Barnabas had been old even when taken prisoner, and by human terms he was now beyond ancient. She tried not to think of him as monstrous, but no other word wanted to settle on him, on any of them. Marsh, though, she found all the more monstrous for the fact that she could see in him the puffed-up, barrel-chested bearing of a once-domineering man who’d never forgotten who and what he had been.

Behind the wattles of his expanded neck, gills rippled with indignation. The thick lips, wider than any human mouth she’d ever seen, stretched downward at each corner in a permanent, magisterial sneer.

He waddled when he walked, as if no longer made for the land, and when the two guards in suits of body armour deposited him in the room, he looked her up and down, then shuffled in as if resigned to tolerating her until this interruption was over. He stopped long enough to give the table and chairs in the centre of the room a scornful glance, then continued to the corner, where he slid to the floor with a shoulder on each wall, the angle where they met giving room for his sharp-spined back.

She took the floor as well.

“I believe you can understand me. Every word,” Kerry said. “You either can’t or won’t speak the way you did for the first decades of your life, but I can’t think of any reason why you shouldn’t still understand me. And that puts you way ahead of all the rest of God’s creatures I’ve managed to communicate with.”

He looked at her with his bulging dark eyes, and Escovedo had been right. It was a disconcertingly inhuman gaze, not even mammalian. It wasn’t anthropomorphizing to say that mammals—dogs, cats, even a plethora of wilder beasts—had often looked at her with a kind of warmth. But this, these eyes… they were cold, with a remote scrutiny that she sensed regarded her as lesser in every way.

The room’s air, cool to begin with, seemed to chill even more as her skin crawled with an urge to put distance between them.
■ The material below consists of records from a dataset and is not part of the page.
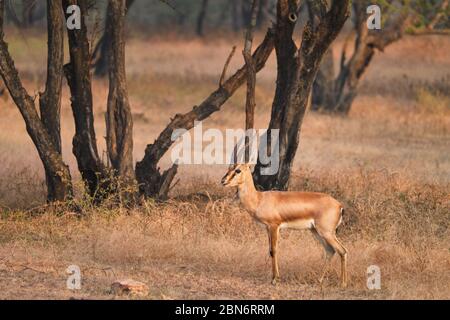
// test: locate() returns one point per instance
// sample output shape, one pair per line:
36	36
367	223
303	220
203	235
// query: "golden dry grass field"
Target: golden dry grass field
388	162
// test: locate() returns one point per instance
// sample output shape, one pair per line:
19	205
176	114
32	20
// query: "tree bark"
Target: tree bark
44	133
78	76
119	123
337	95
149	178
201	18
50	99
236	15
101	51
297	69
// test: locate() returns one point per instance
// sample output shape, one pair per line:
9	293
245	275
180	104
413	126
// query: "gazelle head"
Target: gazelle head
237	174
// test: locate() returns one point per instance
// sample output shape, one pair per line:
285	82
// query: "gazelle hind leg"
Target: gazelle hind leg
273	239
329	253
331	239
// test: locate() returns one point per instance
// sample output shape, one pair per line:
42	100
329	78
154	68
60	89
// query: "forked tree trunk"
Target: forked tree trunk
336	94
50	99
43	132
101	52
297	69
78	76
153	183
119	123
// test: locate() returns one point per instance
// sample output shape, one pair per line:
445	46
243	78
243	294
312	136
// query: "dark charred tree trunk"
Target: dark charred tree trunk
236	15
119	123
297	69
201	18
263	14
3	93
322	91
43	132
336	94
101	51
78	76
28	7
151	182
250	103
50	99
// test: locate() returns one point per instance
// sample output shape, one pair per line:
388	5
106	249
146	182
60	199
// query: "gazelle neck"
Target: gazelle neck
248	195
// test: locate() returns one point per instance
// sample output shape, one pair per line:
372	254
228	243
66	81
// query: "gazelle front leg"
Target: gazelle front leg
273	242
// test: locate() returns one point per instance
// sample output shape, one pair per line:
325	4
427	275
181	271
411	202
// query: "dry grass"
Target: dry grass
388	162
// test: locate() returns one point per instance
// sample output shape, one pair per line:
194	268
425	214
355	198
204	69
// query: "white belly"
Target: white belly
298	224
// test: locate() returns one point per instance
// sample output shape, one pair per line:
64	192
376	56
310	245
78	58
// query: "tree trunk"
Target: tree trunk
154	184
263	16
323	86
44	133
78	76
28	7
297	69
236	15
119	123
50	99
101	51
201	18
250	103
338	95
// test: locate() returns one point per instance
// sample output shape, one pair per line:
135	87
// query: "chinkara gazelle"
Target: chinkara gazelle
318	212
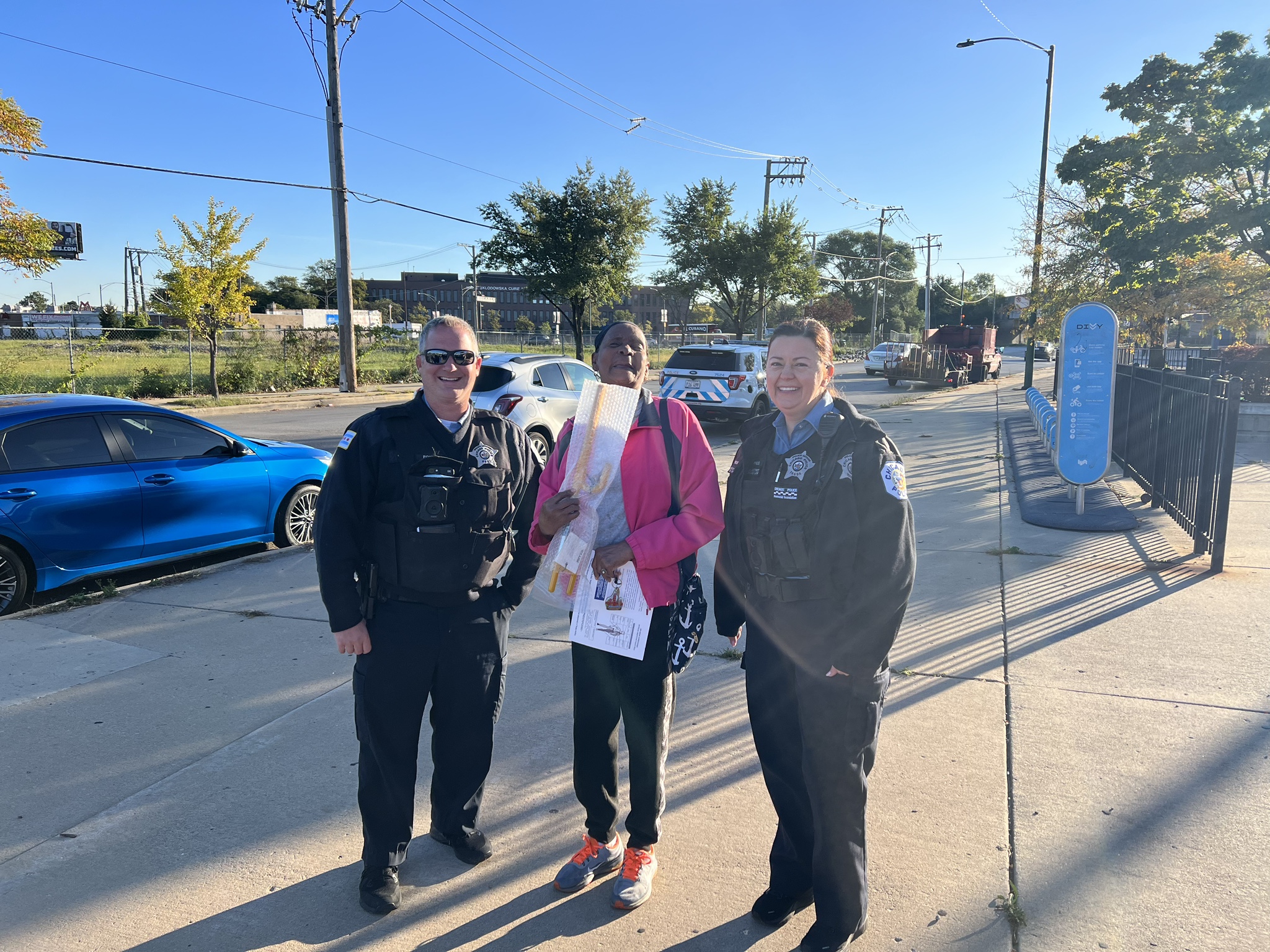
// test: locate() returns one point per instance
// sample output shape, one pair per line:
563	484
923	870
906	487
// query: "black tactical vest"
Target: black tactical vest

Could he sense that she feared him? Maybe he took this as a given. That he could be dangerous was obvious—the closer you looked, the more he seemed covered with sharp points, none more lethal than the tips of his stubby fingers. But she had to trust the prison staff to ensure her safety. While there was no guard in here to make the energy worse than it was already, they were being watched on a closed-circuit camera. If Marsh threatened her, the room would be flooded with a gas that would put them both out in seconds. She’d wake up with a headache, and Marsh would wake up back in the pit.
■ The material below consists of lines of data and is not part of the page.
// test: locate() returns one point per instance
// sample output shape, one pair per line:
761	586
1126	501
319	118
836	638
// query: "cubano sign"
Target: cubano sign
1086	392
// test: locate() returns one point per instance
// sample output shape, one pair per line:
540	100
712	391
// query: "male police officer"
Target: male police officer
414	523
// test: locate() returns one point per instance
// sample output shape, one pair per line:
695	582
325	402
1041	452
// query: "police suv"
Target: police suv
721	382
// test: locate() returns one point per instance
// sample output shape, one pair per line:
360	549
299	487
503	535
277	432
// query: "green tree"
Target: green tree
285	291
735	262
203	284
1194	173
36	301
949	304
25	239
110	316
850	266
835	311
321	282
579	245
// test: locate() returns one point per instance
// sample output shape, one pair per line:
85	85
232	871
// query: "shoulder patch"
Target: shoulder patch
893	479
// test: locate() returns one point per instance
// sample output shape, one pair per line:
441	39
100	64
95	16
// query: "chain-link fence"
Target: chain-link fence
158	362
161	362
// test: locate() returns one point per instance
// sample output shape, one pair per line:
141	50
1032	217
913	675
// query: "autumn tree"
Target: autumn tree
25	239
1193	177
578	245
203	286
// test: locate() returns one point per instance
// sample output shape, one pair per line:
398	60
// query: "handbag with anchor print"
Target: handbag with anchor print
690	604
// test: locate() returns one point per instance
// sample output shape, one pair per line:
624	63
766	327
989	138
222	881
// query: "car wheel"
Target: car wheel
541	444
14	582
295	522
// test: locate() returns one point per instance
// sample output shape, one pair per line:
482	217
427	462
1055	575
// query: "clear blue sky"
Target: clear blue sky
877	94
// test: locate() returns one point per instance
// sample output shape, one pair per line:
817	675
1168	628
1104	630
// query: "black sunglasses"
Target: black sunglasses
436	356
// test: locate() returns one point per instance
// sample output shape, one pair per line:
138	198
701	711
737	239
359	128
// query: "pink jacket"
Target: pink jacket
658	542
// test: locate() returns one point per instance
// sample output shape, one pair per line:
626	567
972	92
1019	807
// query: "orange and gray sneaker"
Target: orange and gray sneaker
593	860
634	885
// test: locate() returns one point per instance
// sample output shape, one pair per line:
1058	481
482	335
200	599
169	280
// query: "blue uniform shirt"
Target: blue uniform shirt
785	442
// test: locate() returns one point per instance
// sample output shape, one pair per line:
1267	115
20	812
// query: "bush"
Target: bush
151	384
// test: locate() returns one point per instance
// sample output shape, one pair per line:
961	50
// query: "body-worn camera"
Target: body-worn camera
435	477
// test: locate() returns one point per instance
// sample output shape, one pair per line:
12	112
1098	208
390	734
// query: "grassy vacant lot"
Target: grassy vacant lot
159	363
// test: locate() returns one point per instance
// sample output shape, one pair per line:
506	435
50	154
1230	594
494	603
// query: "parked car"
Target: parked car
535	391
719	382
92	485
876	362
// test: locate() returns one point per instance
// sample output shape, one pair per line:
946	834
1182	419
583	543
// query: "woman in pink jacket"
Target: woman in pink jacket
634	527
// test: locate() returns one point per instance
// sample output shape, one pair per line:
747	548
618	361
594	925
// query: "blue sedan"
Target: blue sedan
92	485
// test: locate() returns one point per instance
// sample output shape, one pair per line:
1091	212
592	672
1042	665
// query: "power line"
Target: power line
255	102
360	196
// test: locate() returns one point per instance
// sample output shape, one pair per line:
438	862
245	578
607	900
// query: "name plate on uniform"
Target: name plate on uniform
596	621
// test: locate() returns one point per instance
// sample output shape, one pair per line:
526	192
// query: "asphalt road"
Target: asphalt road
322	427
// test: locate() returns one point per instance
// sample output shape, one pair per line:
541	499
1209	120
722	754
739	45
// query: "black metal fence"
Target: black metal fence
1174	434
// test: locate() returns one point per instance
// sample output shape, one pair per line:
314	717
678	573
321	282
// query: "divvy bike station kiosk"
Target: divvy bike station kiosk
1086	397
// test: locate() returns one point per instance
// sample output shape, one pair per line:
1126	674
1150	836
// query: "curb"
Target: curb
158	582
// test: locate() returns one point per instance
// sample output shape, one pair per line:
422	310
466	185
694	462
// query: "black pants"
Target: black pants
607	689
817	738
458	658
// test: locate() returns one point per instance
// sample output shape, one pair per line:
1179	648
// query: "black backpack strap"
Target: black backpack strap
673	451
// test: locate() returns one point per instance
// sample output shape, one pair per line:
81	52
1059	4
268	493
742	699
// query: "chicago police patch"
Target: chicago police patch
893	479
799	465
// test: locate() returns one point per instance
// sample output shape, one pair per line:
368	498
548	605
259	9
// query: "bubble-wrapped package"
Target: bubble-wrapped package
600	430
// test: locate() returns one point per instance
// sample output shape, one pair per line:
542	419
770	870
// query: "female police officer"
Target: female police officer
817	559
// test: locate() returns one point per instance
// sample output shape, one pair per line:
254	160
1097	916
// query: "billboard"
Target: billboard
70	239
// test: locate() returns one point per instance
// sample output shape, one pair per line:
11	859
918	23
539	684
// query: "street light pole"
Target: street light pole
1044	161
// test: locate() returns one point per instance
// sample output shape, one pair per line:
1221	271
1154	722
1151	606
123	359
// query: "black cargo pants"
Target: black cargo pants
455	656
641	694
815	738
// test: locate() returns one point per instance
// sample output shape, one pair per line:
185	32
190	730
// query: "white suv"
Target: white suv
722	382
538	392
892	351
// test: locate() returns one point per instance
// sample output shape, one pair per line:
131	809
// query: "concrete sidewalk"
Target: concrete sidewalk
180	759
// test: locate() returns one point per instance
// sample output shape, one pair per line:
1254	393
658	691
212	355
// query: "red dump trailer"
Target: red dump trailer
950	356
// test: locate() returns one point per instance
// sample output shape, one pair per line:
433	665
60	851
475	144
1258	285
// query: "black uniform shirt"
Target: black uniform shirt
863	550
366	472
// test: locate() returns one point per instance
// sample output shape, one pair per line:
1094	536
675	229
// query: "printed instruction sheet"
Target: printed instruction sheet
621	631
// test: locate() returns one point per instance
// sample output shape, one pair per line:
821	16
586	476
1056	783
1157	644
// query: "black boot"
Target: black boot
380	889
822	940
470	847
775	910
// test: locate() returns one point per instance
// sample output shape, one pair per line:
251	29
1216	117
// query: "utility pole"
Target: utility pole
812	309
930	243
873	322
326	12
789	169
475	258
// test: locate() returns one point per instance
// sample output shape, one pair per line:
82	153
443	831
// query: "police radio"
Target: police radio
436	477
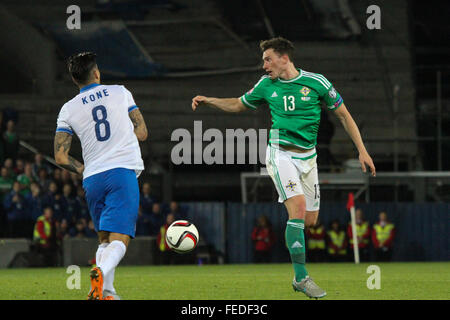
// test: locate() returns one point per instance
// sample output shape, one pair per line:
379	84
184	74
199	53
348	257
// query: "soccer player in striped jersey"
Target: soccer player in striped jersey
294	97
109	126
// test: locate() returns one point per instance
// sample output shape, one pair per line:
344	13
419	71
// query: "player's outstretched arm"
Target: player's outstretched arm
225	104
62	145
140	128
353	131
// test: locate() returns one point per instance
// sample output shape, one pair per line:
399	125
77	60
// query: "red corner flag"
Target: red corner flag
350	201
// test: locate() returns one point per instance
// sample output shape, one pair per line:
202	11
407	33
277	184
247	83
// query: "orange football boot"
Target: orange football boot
96	292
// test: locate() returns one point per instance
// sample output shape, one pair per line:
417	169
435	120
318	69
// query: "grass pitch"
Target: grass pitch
347	281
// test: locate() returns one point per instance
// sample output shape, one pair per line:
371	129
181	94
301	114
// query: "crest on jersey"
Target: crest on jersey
305	91
291	185
332	93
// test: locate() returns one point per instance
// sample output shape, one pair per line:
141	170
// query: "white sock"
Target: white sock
111	257
108	282
98	254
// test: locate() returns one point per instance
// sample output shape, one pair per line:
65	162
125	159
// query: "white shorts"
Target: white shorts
294	174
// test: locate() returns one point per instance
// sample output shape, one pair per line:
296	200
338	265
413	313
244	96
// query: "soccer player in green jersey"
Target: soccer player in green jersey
294	97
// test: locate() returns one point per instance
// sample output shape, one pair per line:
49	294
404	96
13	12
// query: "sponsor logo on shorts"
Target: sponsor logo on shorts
332	93
291	185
And nothing would be accomplished.

“I say God’s creatures because I don’t know how else to think of you,” she said. “I know how they think of you. They think you’re all aberrations. Unnatural. Not that I’m telling you anything you probably haven’t already overheard from them every day for more than eighty years.”

And did that catch his interest, even a little? If the subtle tilt of his head meant anything, maybe it did.

“But if you exist, entire families of you, colonies of you, then you can’t be an aberration. You’re within the realm of nature’s possibilities.”

Until this moment, she’d had no idea what she would say to him. With animals, she was accustomed to speaking without much concern for what exactly she said. It was more how she said it. Like very young children, animals cued in on tone, not language. They nearly always seemed to favour a higher-pitched voice. They responded to touch.